Tödlicher Angriff auf Wyschnewe: Sieben Tote und fast hundert zerstörte Häuser.

Tödlicher Angriff auf Wyschnewe: Sieben Tote und fast hundert zerstörte Häuser
Tödlicher Angriff auf Wyschnewe: Sieben Tote und fast hundert zerstörte Häuser

Rettungsarbeiten in Wyschnewe nach dem Angriff

Nach Angaben von Espreso.tv: In der Stadt Wyschnewe laufen die Rettungs- und Bergungsarbeiten nach einem massiven russischen Angriff auf Hochtouren. Mindestens sieben Menschen kamen ums Leben, fast einhundert Privathäuser wurden beschädigt oder zerstört. Der Angriff ereignete sich in der Nacht zum 6. Juli, und die Folgen dieser Tragödie sind in der örtlichen Gemeinschaft noch immer deutlich zu spüren.

Unterstützung und ergriffene Maßnahmen

Mehr als 300 Rettungskräfte und über 80 Fahrzeuge sind im Einsatz, um die Schäden zu beseitigen. Vor Ort wurde ein operativer Stab eingerichtet, dem Rettungskräfte, Polizisten und Vertreter der lokalen Behörden angehören. Spezialisierte Sprengstoffeinheiten durchkämmen das Gebiet und überprüfen die Grundstücke auf gefährliche Gegenstände.

„Die Sprengstoffeinheiten sind im Einsatz und kontrollieren die Häuser“, erklärte Victoria Ruban, eine Sprecherin des Rettungsdienstes.

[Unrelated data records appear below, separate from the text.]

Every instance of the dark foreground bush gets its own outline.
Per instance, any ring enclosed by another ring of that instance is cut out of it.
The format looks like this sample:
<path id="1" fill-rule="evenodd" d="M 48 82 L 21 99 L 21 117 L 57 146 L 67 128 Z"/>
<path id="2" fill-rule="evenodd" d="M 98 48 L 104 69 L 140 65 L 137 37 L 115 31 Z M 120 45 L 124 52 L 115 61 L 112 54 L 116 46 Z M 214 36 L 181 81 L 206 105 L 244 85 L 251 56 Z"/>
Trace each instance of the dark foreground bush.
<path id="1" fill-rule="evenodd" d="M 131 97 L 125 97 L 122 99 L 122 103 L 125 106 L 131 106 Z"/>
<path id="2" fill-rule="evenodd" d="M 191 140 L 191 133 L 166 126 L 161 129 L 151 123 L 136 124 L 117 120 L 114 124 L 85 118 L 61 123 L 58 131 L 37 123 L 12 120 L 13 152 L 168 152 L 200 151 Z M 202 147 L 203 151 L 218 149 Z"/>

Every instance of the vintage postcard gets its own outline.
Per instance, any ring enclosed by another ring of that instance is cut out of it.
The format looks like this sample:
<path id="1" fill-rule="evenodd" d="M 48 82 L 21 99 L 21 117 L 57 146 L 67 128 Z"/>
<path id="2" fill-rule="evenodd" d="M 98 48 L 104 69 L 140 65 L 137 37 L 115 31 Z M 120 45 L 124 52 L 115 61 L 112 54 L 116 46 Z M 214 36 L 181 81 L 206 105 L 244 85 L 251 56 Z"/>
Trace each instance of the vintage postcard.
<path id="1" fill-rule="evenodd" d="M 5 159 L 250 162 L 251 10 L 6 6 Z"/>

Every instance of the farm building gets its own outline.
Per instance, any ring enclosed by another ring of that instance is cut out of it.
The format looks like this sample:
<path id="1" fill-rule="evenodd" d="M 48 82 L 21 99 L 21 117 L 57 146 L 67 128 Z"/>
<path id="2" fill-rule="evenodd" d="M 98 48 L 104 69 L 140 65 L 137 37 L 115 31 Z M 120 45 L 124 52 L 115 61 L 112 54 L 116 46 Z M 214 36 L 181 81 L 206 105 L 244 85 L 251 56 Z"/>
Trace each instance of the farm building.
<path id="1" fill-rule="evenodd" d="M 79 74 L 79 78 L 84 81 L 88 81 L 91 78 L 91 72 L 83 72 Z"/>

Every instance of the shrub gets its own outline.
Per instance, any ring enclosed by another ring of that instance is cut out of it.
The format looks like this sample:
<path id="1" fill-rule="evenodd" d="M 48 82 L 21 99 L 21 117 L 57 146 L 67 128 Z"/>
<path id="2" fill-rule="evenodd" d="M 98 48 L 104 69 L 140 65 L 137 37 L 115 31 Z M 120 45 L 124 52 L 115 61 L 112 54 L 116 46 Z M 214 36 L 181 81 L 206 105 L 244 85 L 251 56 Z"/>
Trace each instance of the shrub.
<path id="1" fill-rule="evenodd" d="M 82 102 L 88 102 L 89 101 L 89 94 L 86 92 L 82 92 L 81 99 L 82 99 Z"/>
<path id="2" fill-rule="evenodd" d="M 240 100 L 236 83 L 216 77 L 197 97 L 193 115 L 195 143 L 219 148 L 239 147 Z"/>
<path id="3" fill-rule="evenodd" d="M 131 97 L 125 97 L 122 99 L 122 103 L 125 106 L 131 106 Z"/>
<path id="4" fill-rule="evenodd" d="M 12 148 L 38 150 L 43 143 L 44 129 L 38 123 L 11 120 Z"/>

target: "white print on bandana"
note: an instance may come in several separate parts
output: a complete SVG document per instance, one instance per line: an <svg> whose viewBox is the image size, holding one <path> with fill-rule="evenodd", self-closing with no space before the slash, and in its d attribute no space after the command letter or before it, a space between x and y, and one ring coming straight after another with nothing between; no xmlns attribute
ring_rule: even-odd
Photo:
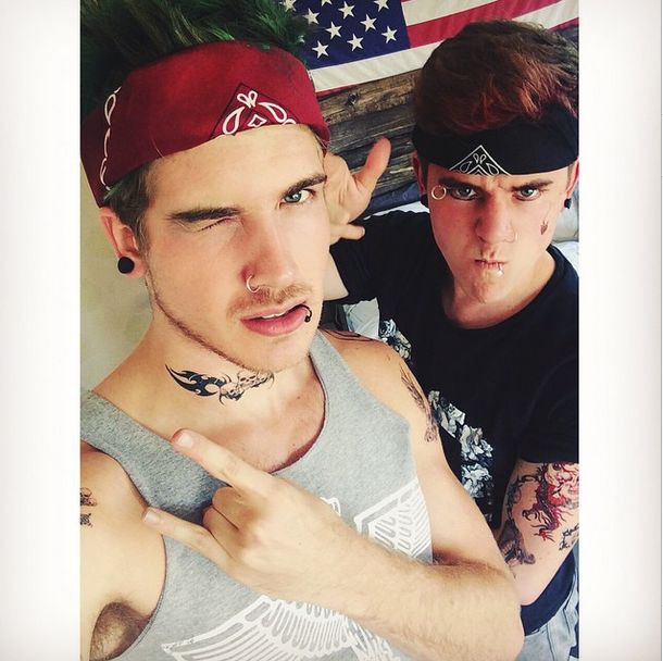
<svg viewBox="0 0 663 661"><path fill-rule="evenodd" d="M265 124L296 124L285 108L266 97L259 98L254 89L245 85L238 87L233 105L236 108L224 120L222 135L234 135L238 130L258 128Z"/></svg>
<svg viewBox="0 0 663 661"><path fill-rule="evenodd" d="M323 498L340 515L337 498ZM424 551L430 528L416 479L358 514L354 524L388 548ZM308 661L349 650L358 661L399 661L379 636L311 603L262 596L221 626L162 648L177 661Z"/></svg>
<svg viewBox="0 0 663 661"><path fill-rule="evenodd" d="M473 149L465 158L461 159L449 170L455 170L463 174L509 174L489 153L488 150L479 145Z"/></svg>
<svg viewBox="0 0 663 661"><path fill-rule="evenodd" d="M115 91L111 92L103 104L103 116L105 117L108 128L105 129L105 135L103 136L103 159L101 161L101 166L99 167L99 180L107 190L111 189L105 183L105 171L108 169L107 163L109 161L109 140L111 138L111 117L113 116L115 104L117 103L117 92L121 89L122 87L118 87Z"/></svg>
<svg viewBox="0 0 663 661"><path fill-rule="evenodd" d="M492 446L484 438L481 427L465 424L465 413L456 409L437 390L428 392L428 402L437 424L461 444L461 483L474 499L485 498L486 504L492 503L495 485L492 483ZM481 508L490 523L490 511Z"/></svg>

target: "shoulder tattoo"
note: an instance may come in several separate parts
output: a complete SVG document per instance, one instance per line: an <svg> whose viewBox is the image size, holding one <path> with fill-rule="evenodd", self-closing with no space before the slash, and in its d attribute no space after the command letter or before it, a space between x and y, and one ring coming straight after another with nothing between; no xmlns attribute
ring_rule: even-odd
<svg viewBox="0 0 663 661"><path fill-rule="evenodd" d="M97 504L97 500L92 497L92 491L85 487L80 487L80 507L93 508ZM91 527L92 522L90 521L91 512L80 512L80 525L88 525Z"/></svg>
<svg viewBox="0 0 663 661"><path fill-rule="evenodd" d="M355 341L355 342L372 342L373 340L365 335L360 335L359 333L354 333L352 330L334 330L333 328L325 328L325 333L328 333L332 337L336 339L343 339L346 341Z"/></svg>
<svg viewBox="0 0 663 661"><path fill-rule="evenodd" d="M414 385L414 379L412 378L412 374L410 372L405 372L401 365L401 381L405 384L412 399L416 403L416 406L426 414L426 442L433 442L439 438L437 424L433 417L433 413L430 412L430 407L428 402L424 399L423 395L418 391L417 387Z"/></svg>

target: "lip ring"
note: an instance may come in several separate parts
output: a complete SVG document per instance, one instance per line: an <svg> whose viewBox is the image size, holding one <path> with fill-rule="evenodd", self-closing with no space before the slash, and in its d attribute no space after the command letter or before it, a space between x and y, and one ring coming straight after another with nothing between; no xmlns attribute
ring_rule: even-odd
<svg viewBox="0 0 663 661"><path fill-rule="evenodd" d="M309 308L309 305L305 304L305 299L301 300L301 301L295 301L291 303L288 303L285 308L284 307L273 307L273 308L264 308L263 310L259 310L255 312L251 312L250 314L247 314L246 316L242 316L242 320L251 320L251 319L260 319L260 317L265 317L265 316L283 316L284 314L287 314L288 312L291 312L292 310L295 310L295 308L298 308L299 305L303 305L304 308L307 308L307 310L311 310L311 308Z"/></svg>

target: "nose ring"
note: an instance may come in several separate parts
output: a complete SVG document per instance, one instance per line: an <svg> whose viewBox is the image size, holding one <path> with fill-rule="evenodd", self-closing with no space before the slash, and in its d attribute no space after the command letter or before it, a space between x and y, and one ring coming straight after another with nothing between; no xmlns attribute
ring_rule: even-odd
<svg viewBox="0 0 663 661"><path fill-rule="evenodd" d="M441 190L441 195L440 195L440 190ZM434 200L441 200L445 197L447 197L447 187L442 186L441 184L437 184L436 186L433 187L433 190L430 191L430 197Z"/></svg>
<svg viewBox="0 0 663 661"><path fill-rule="evenodd" d="M260 289L260 285L258 285L258 287L255 287L255 288L251 287L251 278L252 278L252 277L253 277L253 276L252 276L252 275L250 275L250 276L247 278L247 282L245 283L245 285L247 286L247 289L248 289L248 290L249 290L251 294L255 294L255 292L257 292L257 291Z"/></svg>

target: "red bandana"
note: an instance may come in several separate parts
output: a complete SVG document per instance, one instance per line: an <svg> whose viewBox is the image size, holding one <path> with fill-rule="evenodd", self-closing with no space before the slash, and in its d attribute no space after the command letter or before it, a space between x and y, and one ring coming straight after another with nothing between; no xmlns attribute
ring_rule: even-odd
<svg viewBox="0 0 663 661"><path fill-rule="evenodd" d="M139 165L271 124L307 124L329 141L304 65L274 47L205 43L132 72L83 123L83 165L102 207Z"/></svg>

Die Sucharbeiten unter den Trümmern in den Bezirken Podilsk und Darnyzja sind bereits abgeschlossen, doch das Ausmaß der Verwüstung erfordert noch lange Einsätze. Augenzeuge Oleksandr Wernyhora berichtete:

„Sie wurden praktisch verschüttet. Als das Haus bereits brannte, rannten sie hinaus und flüchteten ans Ende der Straße.“

Die Anwohner beschreiben die Lage als kritisch und hoffen auf staatliche Hilfe. „Wir hoffen auf Unterstützung vom Staat, aber bisher müssen wir alles selbst machen“, fügte Wernyhora hinzu.

Menschen, die diese schreckliche Nacht überlebten, erinnern sich an heftige Explosionen und Panik. „Wir hörten laute Explosionen, gingen nach draußen und sahen ein riesiges Feuermeer“, erzählte Polina Oschho. Andere, wie Serhij, erlitten Verletzungen: „Ich wurde mit Putz und Glas eingedeckt, mein ganzer Körper war zerschnitten.“

Zudem wurde bekannt, dass die Luftabwehrsysteme keine der ballistischen Raketen, darunter Iskander und Zirkon, abfangen konnten. Dies unterstreicht die ernste Bedrohung für die Region und die Herausforderungen, vor denen die örtlichen Dienste bei der Bewältigung der Angriffsfolgen stehen.

Die Ereignisse in Wyschnewe spiegeln die schwierige Lage in der Ukraine wider, in der Zivilisten weiterhin unter den Kriegsfolgen leiden. Ein zentraler Bestandteil des Wiederaufbaus wird die Unterstützung der Anwohner und das schnelle Eingreifen der staatlichen Stellen sein, um die Schäden zu beheben. Gleichzeitig wird die dringende Notwendigkeit einer Stärkung der Luftabwehr deutlich, um die Zivilbevölkerung künftig vor solchen Bedrohungen zu schützen.